Inspira Enterprise – Leading IT Solutions Provider in India, with its Center of Excellence in Networking, Unified Communication, IT Security, Cloud, Smart City and Healthcare Solutions, have suggested few tips to protect yourself from Ransomware Attack.
11 Tips to protect yourself from Ransomware Attack
- Back-up your data.
- Remove unwanted software and browser add-ons.
- Use updated antivirus software.
- Update latest patches of windows. (MS17-010 is a patch for ETERNALBLUE vulnerability.)
- Patch Management: To protect yourself from Ransomware Attack ensure all Workstations and Servers have latest Microsoft patches, especially the ones related to MS17-010.
- IPS: To protect yourself from Ransomware Attack ensure IPS signatures are updated. Verify if the signature that can detect this vulnerability / exploit attempt is enabled and is in blocking mode. Get the details with regards to the name of the Signature and verify if this Signature has been detected in the logs for last 1 week.
- Antivirus: To protect yourself from Ransomware Attack update AV signatures on all assets. Personally review this action on critical assets and target them first. Get the details with regards to the name of the malware and verify if this malware has been detected in the logs for last 1 week.

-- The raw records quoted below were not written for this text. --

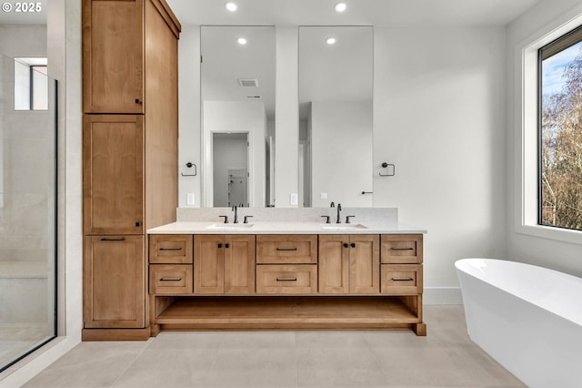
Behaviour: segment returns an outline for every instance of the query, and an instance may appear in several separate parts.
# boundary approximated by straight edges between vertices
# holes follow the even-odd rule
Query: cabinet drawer
[[[149,262],[192,264],[192,236],[152,234],[149,236]]]
[[[317,266],[257,265],[257,293],[317,293]]]
[[[152,264],[149,266],[149,288],[152,294],[192,293],[192,266]]]
[[[382,235],[383,263],[421,263],[422,234]]]
[[[421,264],[382,264],[380,293],[407,295],[422,293]]]
[[[257,264],[315,264],[317,235],[256,236]]]

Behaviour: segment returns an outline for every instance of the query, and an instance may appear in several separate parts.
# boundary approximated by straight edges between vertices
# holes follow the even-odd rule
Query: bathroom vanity
[[[152,335],[315,329],[426,335],[426,231],[353,222],[177,221],[148,230]]]

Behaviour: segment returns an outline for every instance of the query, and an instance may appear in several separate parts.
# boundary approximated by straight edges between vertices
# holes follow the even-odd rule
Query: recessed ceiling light
[[[347,5],[346,5],[346,3],[337,3],[336,6],[334,6],[334,9],[336,10],[336,12],[344,12],[346,11],[346,8],[347,8]]]
[[[225,8],[226,8],[230,12],[235,12],[235,11],[236,11],[236,8],[238,8],[238,6],[236,6],[236,3],[233,3],[231,1],[229,1],[229,2],[225,3]]]

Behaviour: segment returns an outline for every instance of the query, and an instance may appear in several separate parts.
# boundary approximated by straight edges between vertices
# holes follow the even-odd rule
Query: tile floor
[[[412,332],[161,332],[83,342],[25,387],[523,387],[475,345],[460,305]]]
[[[49,338],[47,323],[0,323],[0,365],[6,365]]]

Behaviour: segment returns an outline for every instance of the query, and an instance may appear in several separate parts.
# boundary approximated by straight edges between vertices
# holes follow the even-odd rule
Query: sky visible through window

- Email Gateway: To protect yourself from Ransomware Attack ensure Email Gateway solutions have all relevant updates for detecting possible mails that may bring the Trojan in the environment. If your email service is not hosted on well-known public gateways like gmail or Office365, please ensure that the emails are scanned with updated email scanning solution with well-known scanning engines. (Via-endpoint based AV solutions or hosting a download server). Educate all email users to review the receiving email address carefully and not to open any executable files and scripts within seemingly trusted files. Kindly monitor all the 3rd party vendors’ machines who have access to their corporate emails through web.
- Proxy: To protect yourself from Ransomware Attack ensure Proxy solution has updated database. Block IOCs for IP Address and Domain names on the Proxy. Block access to public email service from where malwares are most likely to spread through the proxy. Verify last one week logs for the IOCs on Proxy and take action on sources of infection.
- Anti – APT Solutions (Bluecoat, McAfee, Trend Micro, Sophos): To protect yourself from Ransomware Attack ensure signatures are up to date. Check for possible internal sources of infection and take actions.
- SIEM: To protect yourself from Ransomware Attack check logs to verify if any of the IOCs have been detected in 1 week logs.